In diplomatic push, the Pakistan envoy to Kabul, Mansoor Ahmed Khan, has been tasked with rolling out invites to the leaders of various Afghan factions, including the Taliban, for a meeting that would likely be held in Islamabad before the next week. The envoy has met several Afghan politicians over the past week.
Sources said the meeting could take place as early as this weekend subject to necessary approvals from the Afghan government regarding its delegation. If held, the meeting will be attended by those Afghan leaders and the Taliban commanders who are part of the Doha peace process. These leaders include Abdullah Abdullah, the head of the High Council for National Reconciliation, and former president Hamid Karzai, ex-vice president Yunus Qanooni, High Peace Council Chairman Karim Khalili, People’s Islamic Unity Party of Afghanistan founder Mohammad Mohaqiq, presidential adviser Salam Rahimi, former warlords Abdul Rashid Dostum and Gulbuddin Hekmatyar, Sayed Sadat Mansoor Naderi, Enayatullah Baligh and Fatima Gailani.
On the Taliban side, the members of the military commission are to likely participate in the high-stakes meeting.
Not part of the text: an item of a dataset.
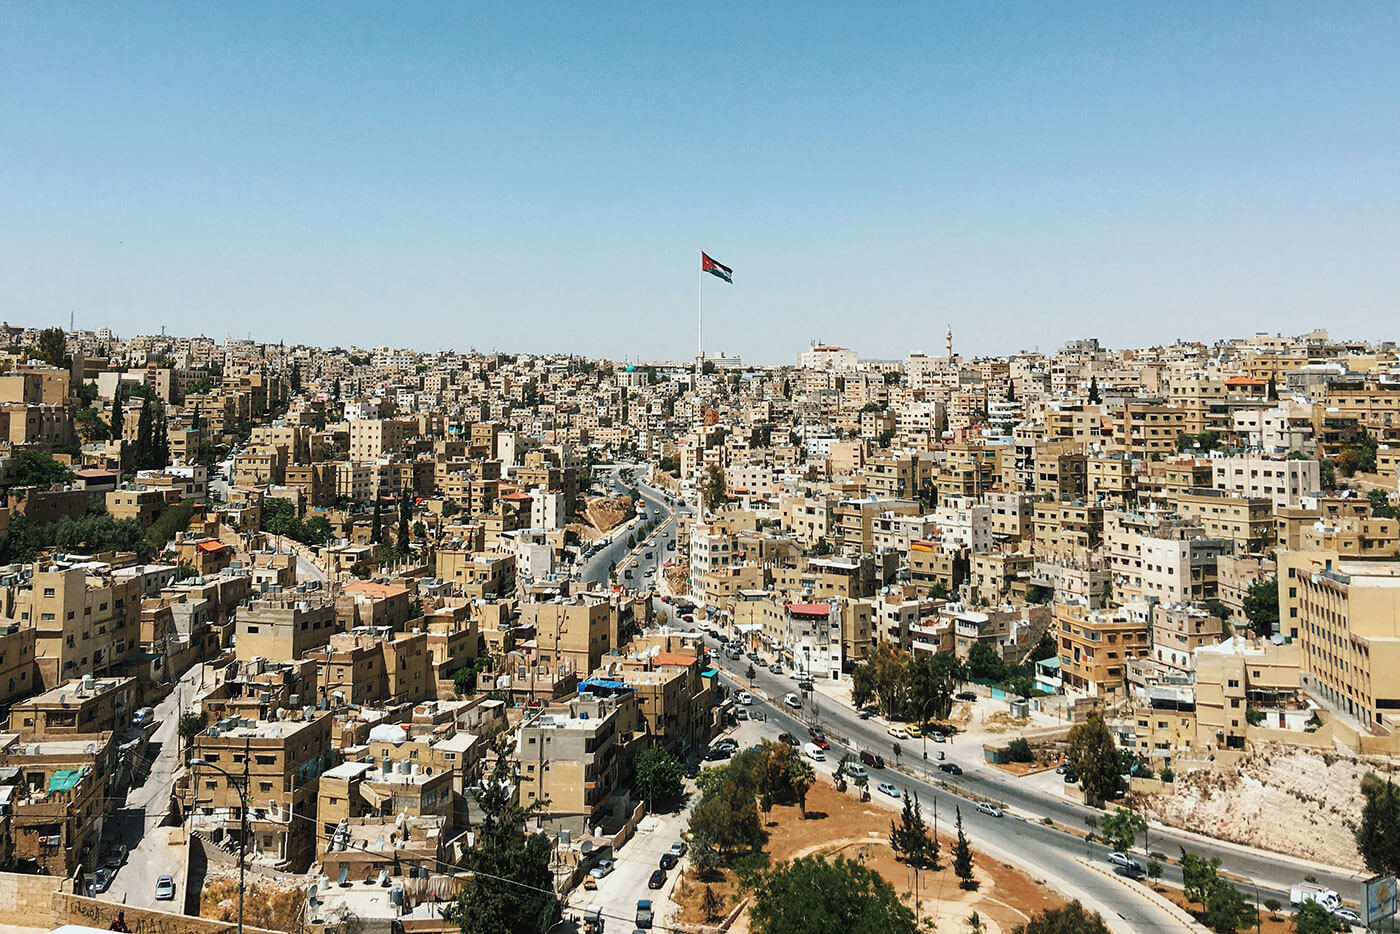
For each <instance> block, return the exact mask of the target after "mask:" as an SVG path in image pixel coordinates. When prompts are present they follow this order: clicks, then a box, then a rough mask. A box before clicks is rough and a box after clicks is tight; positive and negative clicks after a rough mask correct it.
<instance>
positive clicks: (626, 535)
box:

The military commission is the one that plans and executes offences and it is headed by Mullah Yaqoob, the son of Mullah Omar. At a time where Taliban have an upper hand and seem to be making progress, a meeting with the military commission to iron out issues would entail progress towards a negotiated settlement
The peace overtures by Islamabad came at a time when Taliban fighters have regained control of over 200 districts, including important border crossings — Iran, Tajikistan, and Pakistan — while the Afghan government is left with over 100 districts in its control. The latest Taliban offensive began soon after the announcement that the US troops will leave the country by September 11.
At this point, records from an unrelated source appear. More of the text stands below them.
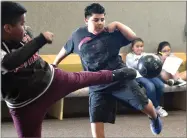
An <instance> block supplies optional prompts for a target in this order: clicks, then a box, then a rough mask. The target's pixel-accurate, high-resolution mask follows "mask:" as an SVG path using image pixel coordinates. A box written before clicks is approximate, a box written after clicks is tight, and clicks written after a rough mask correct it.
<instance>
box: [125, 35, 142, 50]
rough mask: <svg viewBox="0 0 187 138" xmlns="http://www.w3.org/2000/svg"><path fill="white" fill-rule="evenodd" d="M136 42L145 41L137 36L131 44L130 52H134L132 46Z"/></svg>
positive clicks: (132, 40)
mask: <svg viewBox="0 0 187 138" xmlns="http://www.w3.org/2000/svg"><path fill="white" fill-rule="evenodd" d="M136 42H142V43H144V41H143V40H142V39H141V38H136V39H134V40H132V42H131V46H130V48H129V50H128V51H129V52H132V47H133V46H134V45H135V44H136Z"/></svg>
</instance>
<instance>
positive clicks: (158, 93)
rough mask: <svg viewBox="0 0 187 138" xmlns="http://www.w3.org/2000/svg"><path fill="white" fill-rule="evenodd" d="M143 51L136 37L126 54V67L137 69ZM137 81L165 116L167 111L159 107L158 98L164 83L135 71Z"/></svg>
mask: <svg viewBox="0 0 187 138" xmlns="http://www.w3.org/2000/svg"><path fill="white" fill-rule="evenodd" d="M143 51H144V42H143V40H142V39H140V38H138V39H135V40H134V41H133V42H132V46H131V52H130V53H128V54H127V56H126V64H127V66H128V67H131V68H134V69H136V70H137V64H138V60H139V59H140V58H141V57H142V56H143V55H146V53H144V52H143ZM137 74H138V75H137V78H136V80H137V82H138V83H140V84H141V85H142V86H144V87H145V89H146V93H147V96H148V98H149V99H150V100H151V101H152V102H153V105H154V107H155V109H156V112H157V113H158V114H159V115H160V116H161V117H165V116H167V115H168V113H167V112H166V111H165V110H164V109H163V107H161V106H160V105H159V104H160V99H161V96H162V94H163V89H164V83H163V82H162V81H161V80H160V79H159V78H157V77H155V78H145V77H142V76H141V75H140V74H139V72H138V71H137Z"/></svg>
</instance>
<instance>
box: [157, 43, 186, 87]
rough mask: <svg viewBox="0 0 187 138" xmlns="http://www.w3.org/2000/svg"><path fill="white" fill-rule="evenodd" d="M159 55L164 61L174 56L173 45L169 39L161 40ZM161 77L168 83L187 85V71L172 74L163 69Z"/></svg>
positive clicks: (181, 84)
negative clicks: (172, 52)
mask: <svg viewBox="0 0 187 138" xmlns="http://www.w3.org/2000/svg"><path fill="white" fill-rule="evenodd" d="M157 55H158V56H159V57H160V59H161V60H162V62H163V63H164V62H165V60H166V58H167V57H171V56H174V54H172V53H171V45H170V43H169V42H167V41H163V42H160V44H159V45H158V48H157ZM161 79H162V80H163V81H164V82H165V83H167V84H168V85H170V86H172V85H179V86H181V85H185V84H186V71H183V72H181V73H179V72H177V73H176V74H174V75H172V74H171V73H168V72H167V71H166V70H164V69H163V70H162V72H161Z"/></svg>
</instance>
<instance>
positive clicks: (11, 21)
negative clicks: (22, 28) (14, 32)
mask: <svg viewBox="0 0 187 138" xmlns="http://www.w3.org/2000/svg"><path fill="white" fill-rule="evenodd" d="M26 12H27V10H26V9H25V8H24V7H23V6H22V5H21V4H19V3H17V2H12V1H3V2H1V27H3V26H4V25H5V24H11V25H15V24H16V23H17V22H18V21H19V19H20V16H21V15H23V14H24V13H26Z"/></svg>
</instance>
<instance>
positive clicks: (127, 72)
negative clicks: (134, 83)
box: [112, 67, 137, 81]
mask: <svg viewBox="0 0 187 138" xmlns="http://www.w3.org/2000/svg"><path fill="white" fill-rule="evenodd" d="M112 74H113V80H114V81H117V80H133V79H135V78H136V75H137V74H136V70H134V69H132V68H127V67H124V68H121V69H116V70H113V71H112Z"/></svg>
As violence flares in Afghanistan, the Ashraf Ghani administration has pointed fingers at the Pakistan government for alleged aiding the Taliban. Islamabad, however, says it has no favourites in Afghanistan and it will be willing to support whoever comes to power with people’s support. Amid this blame, the potential meeting is also being seen by observers as an attempt counter to the anti-Pakistan politicians in Afghanistan.